When we visited Ian this evening there was a letter on his bedside tray from the chief operating officer of the health system apologizing for the long wait for admission to the hospital. With it were four $5 coupons to pay for meals at the hospital. I'm sure this is part of the "It's OK to say you're sorry" policy that I have written about before. It does take the sting out of the long wait and frustration of dealing with a large health system. $20 worth of food from the hospital cafeteria is not exactly a dining adventure, but I intend to spend every penny of it, no matter what. 

And yet I still have lingering questions about a health system that is so flush with money that it can build new hospitals with beautiful art work and spacious interiors year after year but can't get people from the emergency room to a hospital bed in less than a day and a half.

Wednesday, August 1, 2012

The DD News Blog: Live blogging from the bowels of an emergency room!

My dear son Ian landed in the Emergency Department of a world-famous hospital and medical school today with seizures and a high fever.
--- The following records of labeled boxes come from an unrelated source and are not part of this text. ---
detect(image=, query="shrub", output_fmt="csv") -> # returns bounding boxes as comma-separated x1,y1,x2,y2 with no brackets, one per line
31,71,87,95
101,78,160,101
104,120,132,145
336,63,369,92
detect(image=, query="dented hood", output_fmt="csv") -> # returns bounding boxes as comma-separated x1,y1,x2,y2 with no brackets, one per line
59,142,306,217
If you are contemplating a visit to your local ED (formerly known as the ER or Emergency Room), try having seizures. Other than profuse bleeding, it seems to be the surest way to be seen quickly by the ED staff.

It seems fairly certain that Ian has a urinary tract infection, but the specific culprit causing it will not be known until tomorrow or later. To make things interesting, a doctor, who is low in the pecking order, stopped by to practice some medicine this afternoon. He started prodding Ian's belly. Ian can't talk, but I could tell it really hurt by the faces that he was making.  So the doctor speculated that maybe he has appendicitis, a condition that can masquerade as a urinary tract infection. He thought further tests were in order, but when the attending physician came by to repeat the prodding, she wasn't so sure about the appendicitis. Ian did not look like he was in pain and, after all, we already had a pretty good explanation for all his symptoms.
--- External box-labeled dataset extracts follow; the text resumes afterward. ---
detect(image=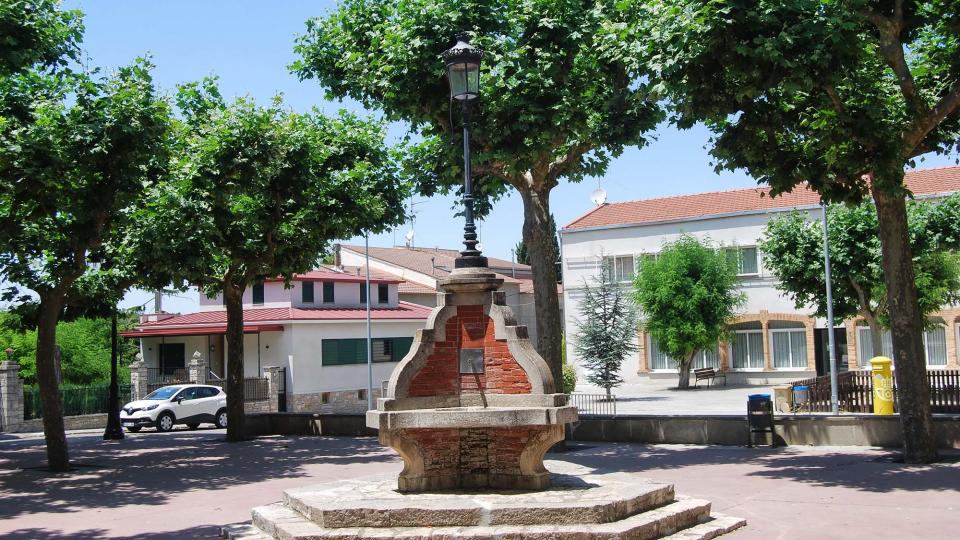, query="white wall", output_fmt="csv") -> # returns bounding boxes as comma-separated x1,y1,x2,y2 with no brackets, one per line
561,210,819,384
287,320,425,394
200,281,399,311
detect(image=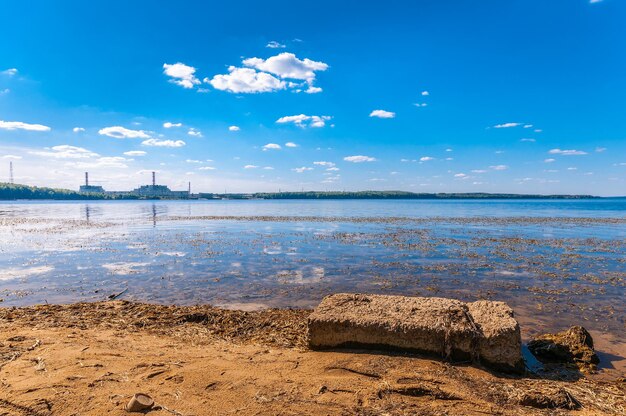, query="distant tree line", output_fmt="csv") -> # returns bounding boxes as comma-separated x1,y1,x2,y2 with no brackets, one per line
252,191,595,199
0,183,597,200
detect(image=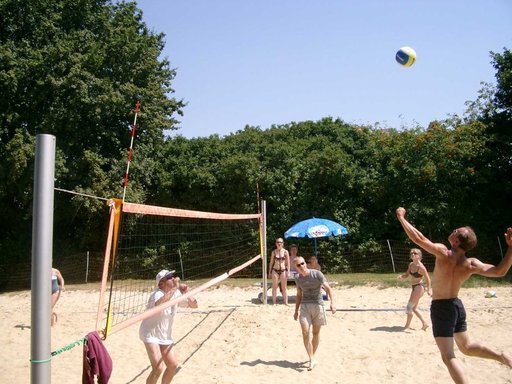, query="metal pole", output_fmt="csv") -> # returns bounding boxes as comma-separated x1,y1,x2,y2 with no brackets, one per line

To complicate matters, further tests were not officially ordered, but the doctor was not clear as to whether it was OK for Ian to eat and drink. He has had nothing to eat all day and he takes his seizure medication with food. I made a small stink about him not getting his seizure medication, seeing as how WE DON'T WANT HIM TO HAVE MORE SEIZURES!  Finally, the nurse got the medication and said it would be alright to give him small bites of yogurt with his pills. At this point, I took over and Ian began wolfing down the yogurt with his pills and I couldn't help myself - I gave him the whole carton of yogurt plus a glass of water to wash it down. He and I are both happier except that he would prefer more than a carton of yogurt for dinner.

To continue with this comedy of errors, I happened to read a document with Ian's name on it summarizing his hospitalizations and surgeries over the last decade or so. It said he had a cardiac surgery procedure in 2001 which is news to me. Don't you think they would have told his mother about this? It also mentioned NEC that I discovered means necrotizing enterocolitis, a serious gastrointestinal emergency occurring in newborns, another thing Ian never had. Ian has enough wrong with him that his medical history needs no embellishment. I have no idea where this stuff came from.

It reminds me of one of Ian's past hospitalizations in an intensive care unit when my confidence was shaken by a hospital technician who swooped into the room and asked if he (referring to Ian) went by the name of Richard or did he like to be called Dick? I said, he really prefers Ian. He swooped out of the room again looking for someone named Dick on whom he could perform a medical procedure.

We are now in a wing of the ED filled with people who will be admitted to the hospital when and if there are ever empty hospital beds. The long wait has begun with no end in sight as another shift of workers comes on the job chatting so loudly that the inmates are waking up again after finally settling down. Every five seconds a bell or alarm goes off and as far as I can tell there is no urgency to respond. It will be a long night ahead for Ian and I, but at least we can look forward to a laugh a minute.